Tuesday, June 12, 2007

Orthodox Alaska: A Theology of Mission


Sayo Ajiboye
DMin Overture I
May 2007
Orthodox Alaska: A Theology of Mission
By Michael Oleksa
252 pages

How can two world views live in harmony and seek to represent one wholesome perspective? This difficult thesis was what Orthodox Alaska asset out to show. It is a story that goes far back into the Pre-Christian past of the Alaskan people but is linked with the development of Orthodox Christianity in Russia; it was formed in the crucible of Valaam Mission which started in 1784 and it shows that how we do theology is critical to how faith spread and is acceptable across eons.
The assumption of the Orthodox Church is that Christianity must be incarnated into the community. The logos must become an acculturated reality and indigenous personality must be sanctified by a global faith. Christ must be all in all and God must be seen at work in every person and situation of the community and in his creation at large.


Orthodox missionaries uniquely valued the “works of God” that preceded their coming to the Aleuts. Cosmic archetypes that govern the daily lives of the people found Christian parallels and mythologies and legends such as that on creation were easily assimilated. The missionary endeavor sought a wholesome faith. It stood with the people in their travails against the encroaching forces of commerce. Orthodox Church was unique in working with the people to fight economic exploitation and eek the preservation of the culture of the people.


Oleksa shows how Orthodox Christianity became truly indigenous and chose to be expressed through local mediums and mores. Oleksa shows how secularism is tearing apart what missionary agents sort to protect. The homogenization of peoples, the loss of local languages and cultures due to misconceived modernizing intents. These intents could be in form of the attempt of the government officials in the nineteenth century to “civilize the native (Christian!) population and destroy native cultures or it could be in form of the twentieth century dependency systems that requires homogenization of a people before they can be given access; all of these has the result of destroying the essence of what the people are and the orthodox Church according to Oleska stood against them.

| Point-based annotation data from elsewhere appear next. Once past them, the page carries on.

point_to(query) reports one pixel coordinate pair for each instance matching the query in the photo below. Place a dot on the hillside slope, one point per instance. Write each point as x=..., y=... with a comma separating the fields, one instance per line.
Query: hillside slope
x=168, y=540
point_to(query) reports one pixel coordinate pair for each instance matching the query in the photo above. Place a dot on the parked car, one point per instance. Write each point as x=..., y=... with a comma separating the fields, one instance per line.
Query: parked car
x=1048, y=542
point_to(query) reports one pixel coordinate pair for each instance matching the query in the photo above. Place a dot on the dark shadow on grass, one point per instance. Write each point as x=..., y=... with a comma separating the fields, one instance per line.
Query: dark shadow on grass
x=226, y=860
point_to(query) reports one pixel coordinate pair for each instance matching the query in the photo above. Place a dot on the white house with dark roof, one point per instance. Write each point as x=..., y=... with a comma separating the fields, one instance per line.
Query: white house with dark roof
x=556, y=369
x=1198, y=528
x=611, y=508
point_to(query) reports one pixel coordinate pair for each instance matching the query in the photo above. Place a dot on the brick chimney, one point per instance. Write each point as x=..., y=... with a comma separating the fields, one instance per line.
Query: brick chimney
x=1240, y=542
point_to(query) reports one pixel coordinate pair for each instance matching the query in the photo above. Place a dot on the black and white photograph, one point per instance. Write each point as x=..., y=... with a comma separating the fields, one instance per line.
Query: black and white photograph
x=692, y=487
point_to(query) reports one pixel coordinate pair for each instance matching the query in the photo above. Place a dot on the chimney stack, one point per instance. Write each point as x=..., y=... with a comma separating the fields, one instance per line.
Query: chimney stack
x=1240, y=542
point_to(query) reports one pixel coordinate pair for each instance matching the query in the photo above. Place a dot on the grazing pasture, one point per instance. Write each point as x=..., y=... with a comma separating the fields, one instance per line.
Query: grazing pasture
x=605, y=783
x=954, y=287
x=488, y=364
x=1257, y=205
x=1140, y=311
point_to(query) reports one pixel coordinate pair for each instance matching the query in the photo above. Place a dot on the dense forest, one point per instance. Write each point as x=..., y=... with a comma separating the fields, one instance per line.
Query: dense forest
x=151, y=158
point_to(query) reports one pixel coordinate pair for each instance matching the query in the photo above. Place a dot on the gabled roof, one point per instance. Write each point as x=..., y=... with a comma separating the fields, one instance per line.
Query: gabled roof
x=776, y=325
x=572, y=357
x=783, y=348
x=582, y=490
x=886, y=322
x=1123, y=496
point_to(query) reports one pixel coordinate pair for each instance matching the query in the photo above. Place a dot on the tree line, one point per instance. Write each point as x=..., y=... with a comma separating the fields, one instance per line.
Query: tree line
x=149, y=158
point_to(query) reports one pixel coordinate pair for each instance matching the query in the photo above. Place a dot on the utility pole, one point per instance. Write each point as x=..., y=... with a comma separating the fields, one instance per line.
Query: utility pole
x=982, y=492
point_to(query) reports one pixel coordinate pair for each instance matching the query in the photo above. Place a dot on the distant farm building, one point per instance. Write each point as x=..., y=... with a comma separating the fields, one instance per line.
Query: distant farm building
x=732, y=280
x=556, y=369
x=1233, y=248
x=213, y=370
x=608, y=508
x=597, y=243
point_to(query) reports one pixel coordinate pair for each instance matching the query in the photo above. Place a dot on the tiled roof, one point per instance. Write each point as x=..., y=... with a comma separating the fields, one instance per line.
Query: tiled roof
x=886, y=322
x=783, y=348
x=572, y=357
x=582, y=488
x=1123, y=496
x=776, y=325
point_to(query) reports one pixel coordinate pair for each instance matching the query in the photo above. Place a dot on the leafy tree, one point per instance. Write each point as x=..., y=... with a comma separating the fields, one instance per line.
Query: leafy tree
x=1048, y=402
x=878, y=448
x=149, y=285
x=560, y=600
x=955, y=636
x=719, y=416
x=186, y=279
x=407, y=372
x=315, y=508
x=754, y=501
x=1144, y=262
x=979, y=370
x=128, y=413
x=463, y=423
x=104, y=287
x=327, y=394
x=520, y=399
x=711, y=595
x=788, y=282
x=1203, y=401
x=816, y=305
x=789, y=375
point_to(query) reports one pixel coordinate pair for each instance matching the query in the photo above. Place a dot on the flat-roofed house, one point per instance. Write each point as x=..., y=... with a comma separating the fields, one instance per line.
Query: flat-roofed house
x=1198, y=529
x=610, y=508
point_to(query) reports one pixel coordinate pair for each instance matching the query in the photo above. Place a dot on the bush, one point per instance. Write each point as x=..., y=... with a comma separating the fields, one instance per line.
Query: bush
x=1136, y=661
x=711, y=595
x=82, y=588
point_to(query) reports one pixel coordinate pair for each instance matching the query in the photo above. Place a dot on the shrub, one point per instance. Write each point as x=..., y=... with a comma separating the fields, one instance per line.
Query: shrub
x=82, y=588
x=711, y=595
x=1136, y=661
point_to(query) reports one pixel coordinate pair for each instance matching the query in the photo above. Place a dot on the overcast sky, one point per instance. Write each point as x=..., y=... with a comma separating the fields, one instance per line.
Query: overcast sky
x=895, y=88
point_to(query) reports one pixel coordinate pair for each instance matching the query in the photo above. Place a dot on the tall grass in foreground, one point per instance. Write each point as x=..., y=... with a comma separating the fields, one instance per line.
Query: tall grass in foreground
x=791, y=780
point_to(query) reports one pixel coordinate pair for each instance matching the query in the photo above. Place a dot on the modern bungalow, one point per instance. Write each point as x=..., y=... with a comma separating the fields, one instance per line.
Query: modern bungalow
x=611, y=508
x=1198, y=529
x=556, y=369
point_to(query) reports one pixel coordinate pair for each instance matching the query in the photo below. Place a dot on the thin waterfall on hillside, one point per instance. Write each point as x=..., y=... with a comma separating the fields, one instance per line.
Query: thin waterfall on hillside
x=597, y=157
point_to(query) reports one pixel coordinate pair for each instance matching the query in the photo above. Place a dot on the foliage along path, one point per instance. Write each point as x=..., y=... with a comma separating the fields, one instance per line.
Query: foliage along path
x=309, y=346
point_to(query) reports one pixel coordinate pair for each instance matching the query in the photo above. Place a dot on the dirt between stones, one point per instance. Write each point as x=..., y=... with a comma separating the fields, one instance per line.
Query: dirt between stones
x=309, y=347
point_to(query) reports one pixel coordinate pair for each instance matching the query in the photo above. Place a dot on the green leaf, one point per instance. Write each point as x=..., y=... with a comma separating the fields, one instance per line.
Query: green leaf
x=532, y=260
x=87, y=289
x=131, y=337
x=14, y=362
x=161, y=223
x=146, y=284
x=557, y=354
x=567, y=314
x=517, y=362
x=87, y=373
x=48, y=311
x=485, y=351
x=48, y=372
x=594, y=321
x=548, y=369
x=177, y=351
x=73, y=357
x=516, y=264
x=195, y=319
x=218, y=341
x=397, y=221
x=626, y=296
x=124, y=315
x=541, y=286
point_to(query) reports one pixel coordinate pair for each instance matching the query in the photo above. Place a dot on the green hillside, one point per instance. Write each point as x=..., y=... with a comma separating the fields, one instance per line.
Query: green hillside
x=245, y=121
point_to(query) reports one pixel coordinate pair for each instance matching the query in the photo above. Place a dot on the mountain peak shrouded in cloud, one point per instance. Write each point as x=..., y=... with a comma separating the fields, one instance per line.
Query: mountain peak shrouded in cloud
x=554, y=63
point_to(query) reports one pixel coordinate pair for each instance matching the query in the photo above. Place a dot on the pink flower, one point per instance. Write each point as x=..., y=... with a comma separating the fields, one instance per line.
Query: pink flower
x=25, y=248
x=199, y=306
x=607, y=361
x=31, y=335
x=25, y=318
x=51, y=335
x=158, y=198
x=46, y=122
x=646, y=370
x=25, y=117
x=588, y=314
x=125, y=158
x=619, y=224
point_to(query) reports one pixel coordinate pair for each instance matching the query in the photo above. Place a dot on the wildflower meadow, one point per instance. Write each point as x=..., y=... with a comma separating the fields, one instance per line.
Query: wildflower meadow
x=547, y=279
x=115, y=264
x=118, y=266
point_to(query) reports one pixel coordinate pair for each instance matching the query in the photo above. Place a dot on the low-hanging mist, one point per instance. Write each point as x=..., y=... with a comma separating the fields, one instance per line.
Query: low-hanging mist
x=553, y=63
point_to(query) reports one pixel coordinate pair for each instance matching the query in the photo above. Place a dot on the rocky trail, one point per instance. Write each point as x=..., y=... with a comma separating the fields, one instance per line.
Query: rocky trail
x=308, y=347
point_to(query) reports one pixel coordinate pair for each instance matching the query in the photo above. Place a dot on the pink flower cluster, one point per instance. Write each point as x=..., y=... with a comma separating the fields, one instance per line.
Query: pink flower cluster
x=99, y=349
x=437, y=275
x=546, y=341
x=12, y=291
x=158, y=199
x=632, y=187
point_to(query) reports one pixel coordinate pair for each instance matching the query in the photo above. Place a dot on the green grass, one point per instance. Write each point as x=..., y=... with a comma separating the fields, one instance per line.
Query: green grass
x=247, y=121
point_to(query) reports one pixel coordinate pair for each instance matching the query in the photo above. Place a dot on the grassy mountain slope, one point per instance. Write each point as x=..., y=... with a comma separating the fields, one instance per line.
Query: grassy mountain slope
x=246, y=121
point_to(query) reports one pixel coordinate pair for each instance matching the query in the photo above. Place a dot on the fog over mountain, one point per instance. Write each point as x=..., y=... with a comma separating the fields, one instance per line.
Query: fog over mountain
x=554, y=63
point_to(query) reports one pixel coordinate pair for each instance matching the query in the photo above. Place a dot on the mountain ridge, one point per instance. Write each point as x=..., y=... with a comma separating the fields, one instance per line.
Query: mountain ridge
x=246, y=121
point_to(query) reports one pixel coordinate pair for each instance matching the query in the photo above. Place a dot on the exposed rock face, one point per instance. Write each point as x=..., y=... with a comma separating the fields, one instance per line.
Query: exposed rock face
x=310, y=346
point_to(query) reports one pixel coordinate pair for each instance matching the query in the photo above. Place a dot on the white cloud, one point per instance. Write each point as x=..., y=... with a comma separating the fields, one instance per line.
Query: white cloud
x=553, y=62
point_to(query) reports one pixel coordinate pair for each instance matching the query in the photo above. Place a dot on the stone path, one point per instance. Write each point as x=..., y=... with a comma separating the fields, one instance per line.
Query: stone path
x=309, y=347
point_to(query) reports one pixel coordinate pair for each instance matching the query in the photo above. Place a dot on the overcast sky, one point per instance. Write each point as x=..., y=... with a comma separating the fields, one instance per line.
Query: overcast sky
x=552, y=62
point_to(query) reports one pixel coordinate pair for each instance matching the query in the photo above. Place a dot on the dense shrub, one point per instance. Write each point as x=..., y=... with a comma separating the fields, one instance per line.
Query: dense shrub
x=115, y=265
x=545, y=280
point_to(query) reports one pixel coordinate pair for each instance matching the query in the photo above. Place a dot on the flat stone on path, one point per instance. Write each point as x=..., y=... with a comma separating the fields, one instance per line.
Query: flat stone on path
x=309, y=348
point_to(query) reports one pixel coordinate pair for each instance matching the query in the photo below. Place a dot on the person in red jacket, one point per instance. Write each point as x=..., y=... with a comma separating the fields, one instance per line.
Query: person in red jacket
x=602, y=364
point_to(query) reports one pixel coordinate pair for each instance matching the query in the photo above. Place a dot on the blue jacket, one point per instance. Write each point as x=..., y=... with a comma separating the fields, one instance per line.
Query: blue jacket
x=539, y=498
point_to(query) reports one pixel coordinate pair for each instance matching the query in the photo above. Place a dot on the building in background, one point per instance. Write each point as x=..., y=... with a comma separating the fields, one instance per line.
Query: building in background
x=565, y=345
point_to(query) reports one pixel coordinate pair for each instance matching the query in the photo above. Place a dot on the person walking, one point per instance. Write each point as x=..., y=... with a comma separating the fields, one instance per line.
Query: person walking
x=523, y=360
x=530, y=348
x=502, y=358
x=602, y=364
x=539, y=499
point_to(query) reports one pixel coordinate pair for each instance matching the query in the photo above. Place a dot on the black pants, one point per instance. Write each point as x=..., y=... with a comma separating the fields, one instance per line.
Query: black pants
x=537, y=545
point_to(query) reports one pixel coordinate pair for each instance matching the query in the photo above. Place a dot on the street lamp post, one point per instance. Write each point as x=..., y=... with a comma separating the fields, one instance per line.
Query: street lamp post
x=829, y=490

Oleksa’s missiology and theology was presented through history. Modern Christian history has been very unkind in its interpretation of African Cultural values. The most challenging aspect – however – is the tendency of the Average evangelical leader to accept an uncritical interpretation of African culture as moderated by European missionary/colonialist. Most of sub Saharan Africa did not benefit from a sensitive treatment of their stories and it has carried on till today. Even alluding to the possibility of a “redemptive analogy” in the African Evangelical Christian Church will most probably cause the people to lead me out unto a high cliff like the crowd at the Synagogue in Nazareth did to Jesus.


Yet in the African story are a lot of these analogies. My own Yoruba tradition of South Western Nigeria gives me many of such analogies. We will easily agree with Oleska’s summary of the Orthodox position that “Nature is not God but it reveals Him” and that “matter is not the opposite but the Icon of the spirit” and further that “the cosmos participates in the Prototype without exhausting Him.” These are uniquely pre-Christian Yoruba thoughts but do I dare however to face the church and talk about these realities? Oduduwa the father of the Yoruba people is a redemptive archetype, Moremi, Oluorogbo and the whole Ela story is so similar to the deeds of Christ as to beg strong comparison, our ancient religious poems the Ifa Corpuscles and the stories of the God have such strong redemptive realities embedded in them that one wonders – why didn’t Oleska’s crowd come first to Africa? Why was it Presbyterian and Roman Catholic White fathers? To understand theology from a platform of clear anthropology, to respect a people’s story before judging its content, -to refuse the “label and trash” syndrome that surrounded the Western Mission Agents general tendency to interact with African stories would have been so redemptive in itself. It seems however that we are a hundred and fifty years late.

1 comment:

Steve Hayes said...

I'm glad to see that others are reading that book - one of the best books on Orthodox missiology today.